You should definitely check out the oyster knives and openers from chefsworld. https://www.chefsworld.dk/koekkenudstyr/knive/ They have some really good stuff from "Dick" and "KAI"


----------



## mike9 (Jul 13, 2012)

I have a Dexter sani-safe. It was straight, but I bent the tip slow and easy. More leverage than a straight one.


----------



## angtagaluto (Apr 5, 2017)

call me a ******* but a good stubby flathead works great on the hinge  for opening that is


----------



## Jimmy's Kitchen (Feb 9, 2021)

I lived in New Orleans for 6 months while working a contract job. My favorite oyster bar (Harbor Seafood in Kenner) had the NOLA 4 year in a row champion oyster shucker filling trays of oysters behind the bar.; I always ate at the bar and befriended this champion oyster shucker. I built a new house in Florida in 2013 and added an oyster bar in my back-yard ; wanted to optimize my oyster shucking skills and looked at multiple techniques.
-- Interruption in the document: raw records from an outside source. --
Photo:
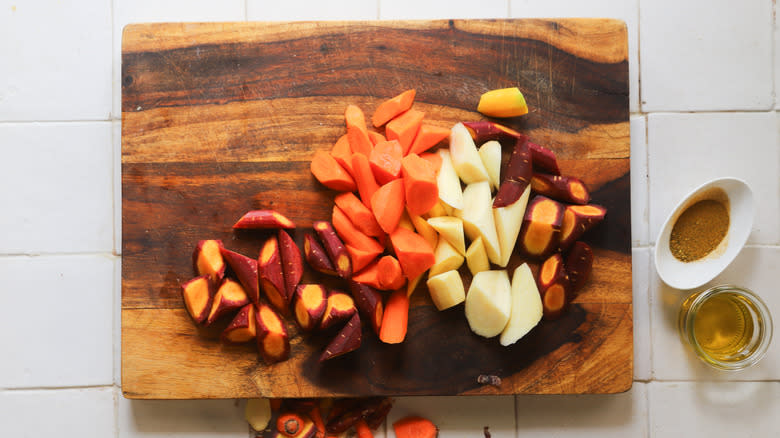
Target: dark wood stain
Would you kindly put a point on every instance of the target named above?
(170, 204)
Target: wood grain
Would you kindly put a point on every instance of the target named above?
(222, 118)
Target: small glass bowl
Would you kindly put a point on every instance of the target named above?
(756, 343)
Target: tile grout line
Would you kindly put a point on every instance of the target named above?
(59, 254)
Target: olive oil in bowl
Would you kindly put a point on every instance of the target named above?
(728, 327)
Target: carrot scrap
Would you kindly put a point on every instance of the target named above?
(385, 161)
(414, 253)
(361, 257)
(362, 429)
(390, 275)
(289, 424)
(390, 108)
(415, 427)
(351, 235)
(404, 127)
(395, 318)
(387, 203)
(342, 153)
(427, 137)
(364, 178)
(357, 131)
(358, 214)
(376, 137)
(369, 276)
(330, 173)
(434, 159)
(421, 190)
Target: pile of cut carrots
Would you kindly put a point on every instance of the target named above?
(387, 181)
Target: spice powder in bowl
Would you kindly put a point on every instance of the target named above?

Was visiting NOLA right before we moved in and I visited my oyster shucking friend for some advice. His number one piece of advice was use an Oyster Lead. (https://www.louisianalead.com/oyster-lead). A heavy curved piece of lead that the oyster sits in while applying pressure to the hinge on the oyster. Number 2 piece of advice was to rinse the oyster knife immediately after popping the hinge open to remove all of the grit accumulated on the knife from wedging the hinge open. Most people think the grittiness in an oyster is sand, but it is in fact a poorly shucked oyster where the knife was used to release the meat from the shell with the grit still on the knife. 3rd piece of advice was to have a hammer handy for those oysters with a stubborn hinge; place the tip of the knife on the hinge with the oyster in the oyster lead and give the back of the knife. I used to use a chain metal glove, but opted to use a towel to hold the oyster in place on the lead, and now more often than not I don't even use a towel. Have shucked well over 6000 lbs of oysters over the last 8 years w/o any injuries. I use a Dexter Russell Sani Safe 4" knife and would not change a thing.


----------



## marionlankford (4 mo ago)

If you're an oyster shucking beginner, the Rosle Stainless Steel Oyster and Mussel Knife is a great option, thanks to its reliable built-in hand guard. If you're ready to get your shuck on, you'll definitely want a sturdy, reliable oyster knife for all of your bivalve needs.


----------



## mike9 (Jul 13, 2012)

Since my post above I'm purchased a new knife that is better in many ways to my old Dexter. It's a Toadfish oyster knife and it's very ergonomic and I can open more oysters in less time.


----------